Newspaper clipping advertising Tomato Pills
Burlington free press. [volume] (Burlington, Vt.), 23 Nov. 1838. Chronicling America: Historic American Newspapers. Lib. of Congress.

The tomato was becoming fashionable, and was recommended in all manner of recipes and cures, from main courses to desserts, condiments to drinks—which of course led to the increase in tomato growing both in homes and on a commercial scale. In Tomato Raising in Common Gardens (1870), Horace Taylor, writing ‘from fifteen years personal experience’, guides readers in great detail how to sow and grow the best tomato plants. However, the author makes no mention of harvesting the fruits, eating them, or their flavor—perhaps because tomatoes were still evolving from ornamental plant to medicinal, and had not yet reached culinary status. 
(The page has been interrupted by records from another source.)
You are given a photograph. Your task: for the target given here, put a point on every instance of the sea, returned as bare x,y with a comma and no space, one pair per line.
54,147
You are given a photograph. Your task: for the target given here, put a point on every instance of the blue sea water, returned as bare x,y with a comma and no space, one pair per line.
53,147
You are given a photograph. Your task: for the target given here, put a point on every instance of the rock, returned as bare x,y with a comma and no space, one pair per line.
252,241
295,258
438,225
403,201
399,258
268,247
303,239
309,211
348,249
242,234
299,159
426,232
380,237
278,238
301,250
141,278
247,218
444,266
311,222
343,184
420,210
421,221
“We think tomatoes are best described by the color, size, shape, and smoothness of their surface; by the solidity of the meat or pulp; by their earliness, and some kinds by their leaves.”

Horace Taylor 

In one section Taylor details the problems with ‘tomato worms’ (likely referring to the five-spotted hawkmoth) and the ‘scare-crow stories in the papers’ that warn of the worms being poisonous – providing an insight to the fears around poison that still seemed to plague the minds of the tomato-consumer. 
In the same year, Alexander Livingston, an Ohio ‘seedsman’, developed what was considered the first reliable and commercially successful tomato variety – the Paragon tomato. In the modestly-titled Livingston and the Tomato (1893), the author describes, in 64 chapters, the tomato varieties he has developed, best growing practices and recipes. The recipes all involve the tomato as a centerpiece, and include Tomatoes for the Sick (“if you don’t like tomatoes try to learn to eat them”), Tomato Custard (“four eggs, one quart of milk and one cupful of sugar: add one pint of tomatoes”) and Sliced Tomatoes (“may be served with a Mayonnaise salad-dressing”).8

  •  8. Alexander Livingston, Livingston and the Tomato (Columbus: A.W. Livingston’s Sons) 137-140.
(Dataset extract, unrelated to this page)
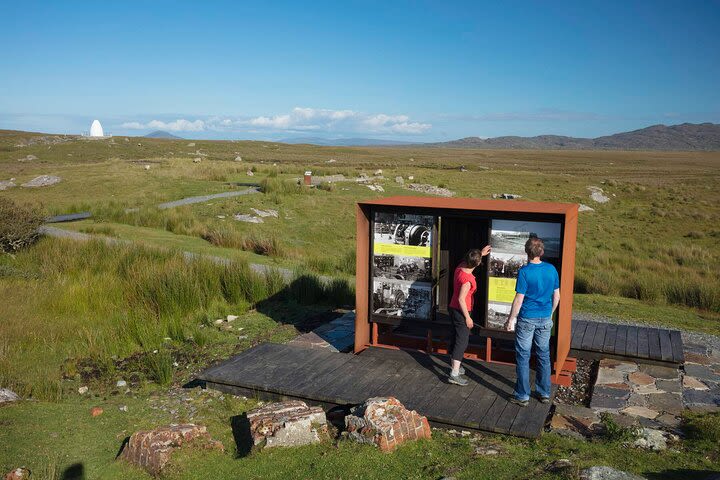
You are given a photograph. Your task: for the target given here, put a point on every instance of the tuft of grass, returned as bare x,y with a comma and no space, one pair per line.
159,367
“I do not believe, that the full use to which tomatoes can be put, has as yet been attained.”9

Alexander Livingston
  • 9.  Livingston, Livingston and the Tomato, 157.
A portrait of Alexander Livingston
Portrait and signature of Alexander Livingston, appearing in Livingston and the Tomato (1893).

A NEW TOMATO MANIA?

Since the 19th century, the tomato has only secured its place further as fresh, flavorful, and one of the most favored fruits and vegetables across the world. From the legend of the Salem tomato trials, to Bennett’s pseudo medicine, tomatoes have clearly captured our intrigue for centuries. 
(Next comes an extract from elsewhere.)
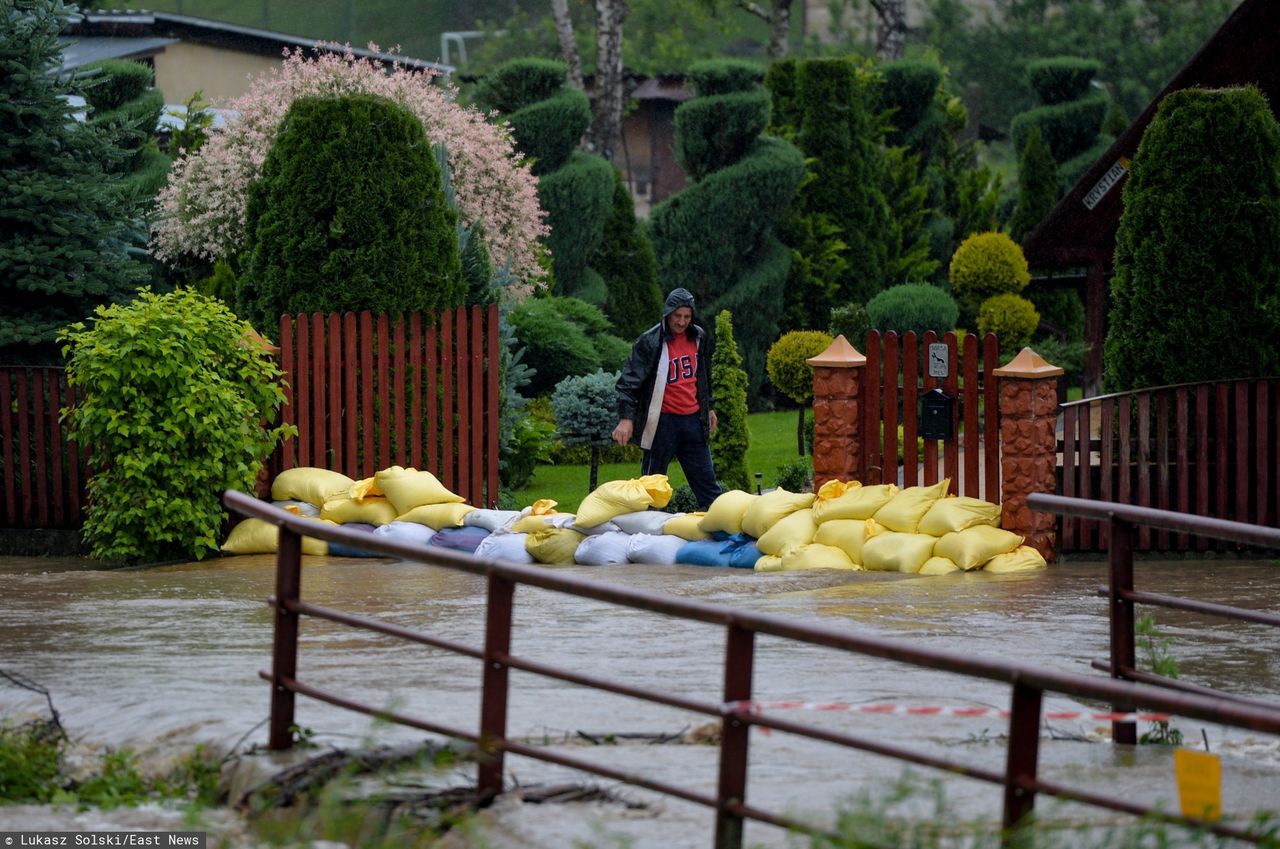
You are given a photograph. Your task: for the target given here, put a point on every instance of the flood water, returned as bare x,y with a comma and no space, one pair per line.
167,657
Are we now in the midst of another tomato mania? The emergence of this year’s Gen Z trend, “tomato girl summer” seems to concur. The online style trend romanticizes an effortless, European lifestyle through clothing choices and scenic photographs, cooking and eating Mediterranean food—including the fruit of the hour, the tomato. According to Aesthetics Wiki, key elements of the aesthetic include “sun-kissed skin”, “dressing up like an ‘Italian grandmother’” and “wandering through farmers’ markets”.

An article on Today explains the trend as, “girl dinner meets the Mediterranean diet”. 10Spanish fashion house LOEWE has recently released a range of home fragrances including a Tomato Leaves scented candle, room spray and incense (the miracle Tomato Pill of the modern day). The evolution of the messaging and connotations of the tomato suggests that now, the mere mention of the word can evoke a feeling, a lifestyle, a ‘look’. A search of the term ‘tomato girl summer’ on Instagram returns thousands of posts, from make-up tutorials to interiors, styled food still lifes to recipe videos. Perhaps there really is a suspicious substance within the tomato, that drives us to obsession—from a poison, to a cure-all medicine, and now, the answer to a 21st century way of living.